In 1723, after a long process of discernment, he abandoned his legal career and, despite his father's strong opposition, began his seminary studies in preparation for the priesthood in the Oratory of St Philip Neri. He was ordained a priest in 1726, at the age of 30. He lived his first years as a priest with the homeless and marginalized youth of Naples. He founded the "Evening Chapels". Run by the young people themselves, these chapels were centers of prayer, education, community, and social activities. At the time of his death, there were 72 of these chapels with over 10,000 active participants. His sermons were very effective at converting sinners. He had a special closeness to the much poorer and abandoned street children in Naples, known as scugnizzi.

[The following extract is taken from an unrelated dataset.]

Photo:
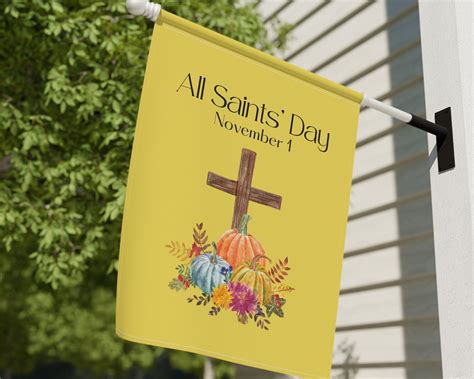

In 1732 Alphonsus founded the Congregation of the Most Holy Redeemer, (Redemptorists) when a nun named Sister Maria Celeste Castarosa told him that it was revealed to her that he was the one God have chosen to create the Congregation. This order's goal was to teach and preach in the slums of cities and other poor places. They also fought Jansenism, a heresy prevalent at his time. He gave himself entirely to this new mission. Sister Castarosa later founded the Redemptorist order of Nuns.
Alphonsus was consecrated bishop of the diocese of Sant' Agata dei Goti in 1762. He tried to refuse the appointment because he felt too old and too sick to properly care for the diocese. During this time he wrote sermons, books, and articles to encourage the devotion of the Blessed Sacrament and the Blessed Virgin Mary. In 1775 he was allowed to retire from his office and went to live in the Redemptorist community in Pagani, Italy where he died on August 1, 1787. He was canonized in 1831 by Pope Gregory XVI, proclaimed a Doctor of the Church in 1871 by Pope Pius IX. He was named Patron of Confessors and Moralists by Pope Pius XII in 1950, who also wrote an encyclical on him. Redemptorists today number over 5,800 world-wide.